We all know that the Eskimo language has loads of words for snow, don't we? And that number grows with the telling: 10, 50, 100s, whatever. Pullum's acerbic little essay (essentially a review of Laura Martin's in-depth study of the claim) points out that (1) there is absolutely no evidence for the claim, and (2) even if it were true, it would be of no more interest than the fact that interior designers have names for shades of mauve. The main thrust of his essay, however, is that, even though Martin has comprehensively debunked this 'fact', it has been impossible to eradicate it from popular culture, or even from academic linguistic culture, because nobody ever checks their sources.

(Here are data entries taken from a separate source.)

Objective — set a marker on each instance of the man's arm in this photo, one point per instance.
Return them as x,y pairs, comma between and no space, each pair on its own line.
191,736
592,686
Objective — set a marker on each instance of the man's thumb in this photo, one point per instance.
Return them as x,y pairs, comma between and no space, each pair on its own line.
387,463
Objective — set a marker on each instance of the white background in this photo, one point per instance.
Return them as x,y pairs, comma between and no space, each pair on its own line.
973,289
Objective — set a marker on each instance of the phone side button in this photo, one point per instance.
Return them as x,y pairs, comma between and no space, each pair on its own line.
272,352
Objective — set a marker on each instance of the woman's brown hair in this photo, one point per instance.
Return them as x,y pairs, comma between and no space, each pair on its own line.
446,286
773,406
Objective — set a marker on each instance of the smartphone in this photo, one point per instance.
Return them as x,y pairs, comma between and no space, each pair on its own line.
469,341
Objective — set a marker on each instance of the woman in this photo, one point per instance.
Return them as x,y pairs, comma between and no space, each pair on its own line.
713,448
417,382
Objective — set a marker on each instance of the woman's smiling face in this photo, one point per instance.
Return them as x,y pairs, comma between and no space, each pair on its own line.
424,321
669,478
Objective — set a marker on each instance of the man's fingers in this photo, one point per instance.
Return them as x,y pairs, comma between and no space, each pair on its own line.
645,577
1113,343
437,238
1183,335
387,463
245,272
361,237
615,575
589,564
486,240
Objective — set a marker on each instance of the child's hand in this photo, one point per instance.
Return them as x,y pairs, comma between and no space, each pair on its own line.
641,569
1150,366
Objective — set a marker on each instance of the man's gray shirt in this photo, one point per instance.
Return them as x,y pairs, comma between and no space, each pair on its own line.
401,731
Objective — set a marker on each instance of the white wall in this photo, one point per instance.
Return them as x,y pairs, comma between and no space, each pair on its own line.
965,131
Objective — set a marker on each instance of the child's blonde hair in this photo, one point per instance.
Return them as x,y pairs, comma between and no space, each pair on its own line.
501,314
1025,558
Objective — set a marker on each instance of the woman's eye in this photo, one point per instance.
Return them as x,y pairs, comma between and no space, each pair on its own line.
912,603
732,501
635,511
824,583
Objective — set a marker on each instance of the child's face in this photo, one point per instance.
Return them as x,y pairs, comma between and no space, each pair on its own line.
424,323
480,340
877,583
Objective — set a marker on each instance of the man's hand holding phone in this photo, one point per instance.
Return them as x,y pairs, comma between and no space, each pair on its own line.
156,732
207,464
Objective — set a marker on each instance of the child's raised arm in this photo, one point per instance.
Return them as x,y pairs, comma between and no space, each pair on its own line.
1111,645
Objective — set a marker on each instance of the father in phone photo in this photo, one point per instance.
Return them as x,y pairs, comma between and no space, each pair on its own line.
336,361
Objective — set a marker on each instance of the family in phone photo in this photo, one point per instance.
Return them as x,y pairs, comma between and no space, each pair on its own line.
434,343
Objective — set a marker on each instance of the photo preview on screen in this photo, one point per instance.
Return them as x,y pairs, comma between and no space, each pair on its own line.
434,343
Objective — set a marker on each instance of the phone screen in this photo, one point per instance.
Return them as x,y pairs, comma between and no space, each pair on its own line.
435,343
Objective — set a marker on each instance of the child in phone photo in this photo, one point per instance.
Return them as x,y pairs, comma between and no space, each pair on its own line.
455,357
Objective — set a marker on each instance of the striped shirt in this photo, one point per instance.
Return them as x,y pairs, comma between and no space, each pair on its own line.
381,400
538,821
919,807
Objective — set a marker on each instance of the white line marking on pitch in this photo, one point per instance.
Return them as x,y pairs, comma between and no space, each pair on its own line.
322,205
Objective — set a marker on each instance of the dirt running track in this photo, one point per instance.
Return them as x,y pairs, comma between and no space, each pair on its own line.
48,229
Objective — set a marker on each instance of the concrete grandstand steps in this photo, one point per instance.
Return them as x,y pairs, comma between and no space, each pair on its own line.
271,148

The theme underlying this whole collection of essays (reprinted from his TOPIC...COMMENT column in Natural Language and Linguistic Theory) is that of a shoddy level of scholarship in the discipline of linguistics: researchers who don't check their sources, and who fail to reference the literature, reviewers who don't know the literature, journals that don't copy edit where they should, and do copy edit where they shouldn't. The essays are acidly humorous, but since they are written for academic linguists, I am sure I missed many in-jokes. Still, they give a fascinating insight into another discipline, some wise thoughts on academic integrity that are generally applicable, and some wonderfully funny moments.

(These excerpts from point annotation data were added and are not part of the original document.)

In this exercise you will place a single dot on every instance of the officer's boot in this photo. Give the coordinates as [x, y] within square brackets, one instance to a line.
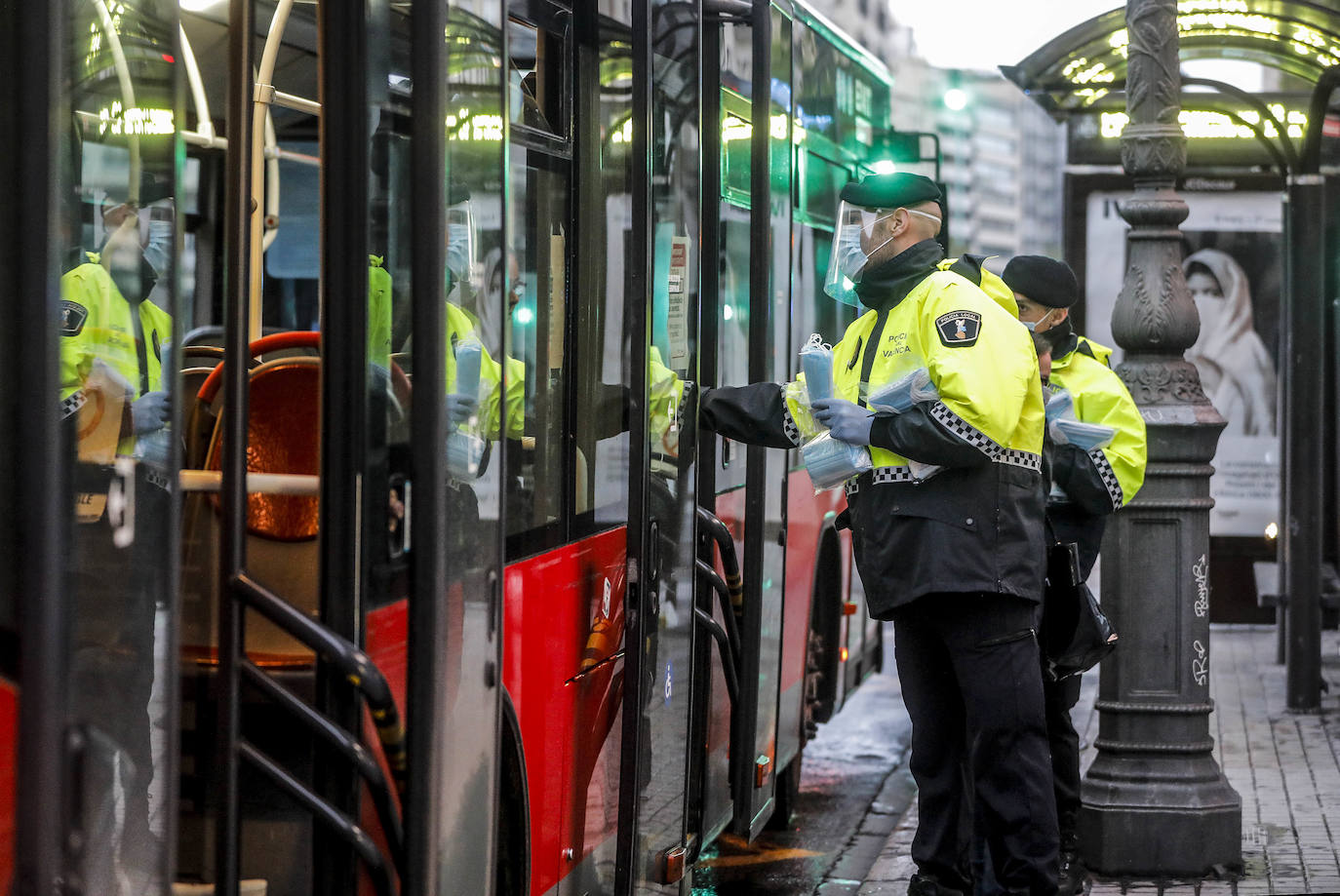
[928, 885]
[1074, 877]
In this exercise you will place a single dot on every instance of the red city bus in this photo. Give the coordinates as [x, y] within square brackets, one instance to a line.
[430, 581]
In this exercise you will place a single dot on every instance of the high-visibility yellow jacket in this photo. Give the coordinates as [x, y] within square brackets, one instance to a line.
[1093, 484]
[459, 326]
[97, 323]
[977, 524]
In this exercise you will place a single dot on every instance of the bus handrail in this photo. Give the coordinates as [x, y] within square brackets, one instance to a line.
[348, 660]
[350, 746]
[350, 831]
[273, 341]
[728, 665]
[720, 587]
[727, 549]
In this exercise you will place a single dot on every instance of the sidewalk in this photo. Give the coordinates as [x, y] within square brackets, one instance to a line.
[1282, 765]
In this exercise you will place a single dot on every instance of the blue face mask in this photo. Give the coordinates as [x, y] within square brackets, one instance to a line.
[458, 250]
[851, 257]
[1031, 326]
[158, 252]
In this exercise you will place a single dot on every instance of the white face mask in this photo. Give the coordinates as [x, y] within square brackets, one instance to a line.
[851, 258]
[458, 250]
[1031, 326]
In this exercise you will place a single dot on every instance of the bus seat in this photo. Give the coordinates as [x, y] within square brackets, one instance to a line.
[282, 530]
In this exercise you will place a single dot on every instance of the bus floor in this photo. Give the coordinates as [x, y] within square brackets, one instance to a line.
[853, 788]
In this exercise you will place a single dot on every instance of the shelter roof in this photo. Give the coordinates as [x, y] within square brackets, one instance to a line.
[1084, 64]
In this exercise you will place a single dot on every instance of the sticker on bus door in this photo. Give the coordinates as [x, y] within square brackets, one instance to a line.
[677, 323]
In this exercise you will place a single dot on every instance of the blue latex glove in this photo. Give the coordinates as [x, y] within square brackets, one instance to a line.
[149, 412]
[847, 421]
[459, 408]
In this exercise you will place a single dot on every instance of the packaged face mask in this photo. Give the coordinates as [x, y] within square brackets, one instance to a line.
[903, 393]
[1060, 405]
[830, 462]
[468, 354]
[1083, 436]
[816, 361]
[464, 452]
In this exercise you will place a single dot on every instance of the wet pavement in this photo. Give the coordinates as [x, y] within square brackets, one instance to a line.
[852, 792]
[1283, 765]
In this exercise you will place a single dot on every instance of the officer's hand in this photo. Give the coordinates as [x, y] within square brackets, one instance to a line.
[459, 408]
[149, 412]
[847, 421]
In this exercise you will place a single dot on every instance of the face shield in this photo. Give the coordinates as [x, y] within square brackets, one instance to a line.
[860, 243]
[859, 237]
[459, 244]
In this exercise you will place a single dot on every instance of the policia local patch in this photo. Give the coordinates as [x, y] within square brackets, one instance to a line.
[960, 329]
[72, 316]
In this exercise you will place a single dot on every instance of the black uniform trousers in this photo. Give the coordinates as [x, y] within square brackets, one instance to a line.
[973, 687]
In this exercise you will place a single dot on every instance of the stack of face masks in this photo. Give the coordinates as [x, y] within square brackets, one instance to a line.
[828, 461]
[901, 397]
[464, 448]
[1066, 429]
[903, 393]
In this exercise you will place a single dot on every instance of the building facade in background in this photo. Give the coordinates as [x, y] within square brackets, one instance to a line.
[1003, 157]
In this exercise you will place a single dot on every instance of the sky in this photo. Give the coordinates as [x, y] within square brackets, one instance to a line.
[985, 34]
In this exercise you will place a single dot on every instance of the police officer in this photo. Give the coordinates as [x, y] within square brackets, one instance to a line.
[1089, 485]
[954, 559]
[113, 393]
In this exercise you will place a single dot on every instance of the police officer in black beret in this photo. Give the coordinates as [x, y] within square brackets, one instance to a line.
[948, 524]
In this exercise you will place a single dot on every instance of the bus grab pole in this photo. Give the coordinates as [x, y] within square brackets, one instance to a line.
[237, 173]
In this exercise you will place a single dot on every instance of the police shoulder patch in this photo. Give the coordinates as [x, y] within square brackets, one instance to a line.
[959, 329]
[72, 316]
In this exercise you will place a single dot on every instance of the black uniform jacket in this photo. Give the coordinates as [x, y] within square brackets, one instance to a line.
[974, 526]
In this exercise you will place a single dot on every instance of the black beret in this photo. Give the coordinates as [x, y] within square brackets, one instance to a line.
[1043, 280]
[891, 190]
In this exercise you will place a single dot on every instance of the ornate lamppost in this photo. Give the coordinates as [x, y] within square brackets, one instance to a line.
[1154, 801]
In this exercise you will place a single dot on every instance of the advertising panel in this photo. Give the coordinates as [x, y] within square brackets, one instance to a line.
[1233, 262]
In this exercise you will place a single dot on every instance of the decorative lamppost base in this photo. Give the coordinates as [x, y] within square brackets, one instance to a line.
[1143, 820]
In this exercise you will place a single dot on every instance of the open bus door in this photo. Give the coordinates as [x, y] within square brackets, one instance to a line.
[358, 651]
[656, 844]
[89, 588]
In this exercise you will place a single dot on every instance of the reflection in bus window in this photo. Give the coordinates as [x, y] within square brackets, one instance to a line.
[536, 96]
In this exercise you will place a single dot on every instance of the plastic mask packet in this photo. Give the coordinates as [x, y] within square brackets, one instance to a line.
[831, 462]
[816, 361]
[1060, 404]
[464, 452]
[905, 393]
[1083, 436]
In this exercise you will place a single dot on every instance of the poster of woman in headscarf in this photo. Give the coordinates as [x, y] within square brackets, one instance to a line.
[1233, 265]
[1236, 369]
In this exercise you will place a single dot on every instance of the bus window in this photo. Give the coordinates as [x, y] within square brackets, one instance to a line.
[536, 326]
[602, 284]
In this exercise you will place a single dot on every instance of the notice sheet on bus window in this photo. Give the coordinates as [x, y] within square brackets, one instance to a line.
[677, 323]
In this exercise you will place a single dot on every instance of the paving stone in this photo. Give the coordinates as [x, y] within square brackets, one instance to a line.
[1283, 766]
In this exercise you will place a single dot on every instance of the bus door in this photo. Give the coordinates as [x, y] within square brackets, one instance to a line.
[359, 545]
[755, 760]
[93, 465]
[662, 316]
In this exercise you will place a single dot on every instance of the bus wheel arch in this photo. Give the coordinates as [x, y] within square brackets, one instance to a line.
[512, 823]
[823, 652]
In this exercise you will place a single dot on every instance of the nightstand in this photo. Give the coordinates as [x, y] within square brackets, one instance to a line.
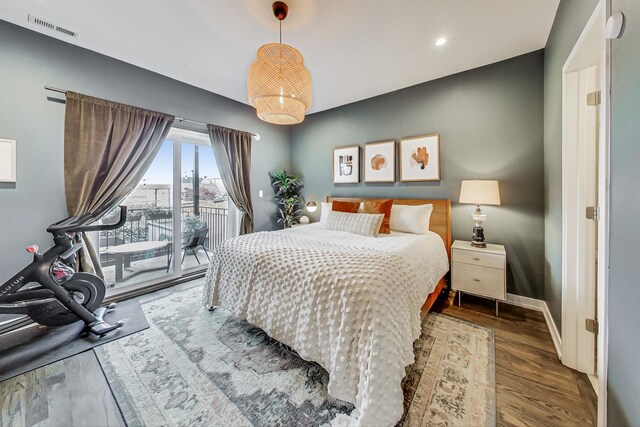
[479, 271]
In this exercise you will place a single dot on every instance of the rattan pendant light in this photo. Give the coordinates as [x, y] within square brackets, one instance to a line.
[278, 84]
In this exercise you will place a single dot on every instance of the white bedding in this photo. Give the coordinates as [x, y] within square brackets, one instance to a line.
[348, 302]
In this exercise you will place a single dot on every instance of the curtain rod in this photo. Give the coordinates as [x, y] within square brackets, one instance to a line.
[256, 136]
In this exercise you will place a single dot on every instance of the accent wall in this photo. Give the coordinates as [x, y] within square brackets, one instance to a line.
[490, 121]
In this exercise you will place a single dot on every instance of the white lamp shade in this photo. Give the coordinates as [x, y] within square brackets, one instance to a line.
[480, 192]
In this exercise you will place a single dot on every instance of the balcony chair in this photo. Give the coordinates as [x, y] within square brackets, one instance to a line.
[194, 242]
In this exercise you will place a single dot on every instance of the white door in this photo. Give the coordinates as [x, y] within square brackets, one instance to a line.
[580, 196]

This is a collection of selected posts from The Language Log, a lively blog about grammar and more. Each entry is a short, pithy commentary on some aspect of grammar that has annoyed the authors.
For example, Geoff Pullum clearly has issues with Strunk and White:
Many of the entries are examples of poor grammar advice, as delivered by people who don’t know the real grammar of English. There is some interesting discussion on how grammar can be descriptive rather than prescriptive (having rules derived from how people actually use the language, rather than having a bunch of made-up rules that few people follow), whilst simultaneously allowing for grammatical errors (the derived rules are based on patterns of usage, not just single idiosyncratic events).
Some of their advice I myself do not follow. For example, they talk of the “which-hunts”, where people are told that, for example, “the phone on the desk which is ringing” is grammatically incorrect, and should be “the phone on the desk that is ringing”. I’m not claiming that the “which” form is incorrect, but I do advise my students to use the “that” form, in order to clearly distinguish it from “the phone on the desk, which is ringing”. (The form without the comma indicates there are several phones on the desk, and I am referring to the one of them that is ringing; the form with the comma indicates there is a single phone on the desk, which, by the way, is ringing.) I advise my students to do this because many writers don’t seem to know that the comma in the sentence changes the meaning, and I think it is easier for them to get the right meaning if they consistently use “that” for one form, and restrict “which” for the other. But I don’t get angry about it.
Many of the entries here are quite technical, using grammatical terms that I wasn’t previously aware of. But it’s all written in a witty, trenchant style. It ends up with some entries on Dan Brown’s writing style, which I had come across before when reviewing the film of The Da Vinci Code, and was the main reason I bought this book (and didn’t buy the Dan Brown book!).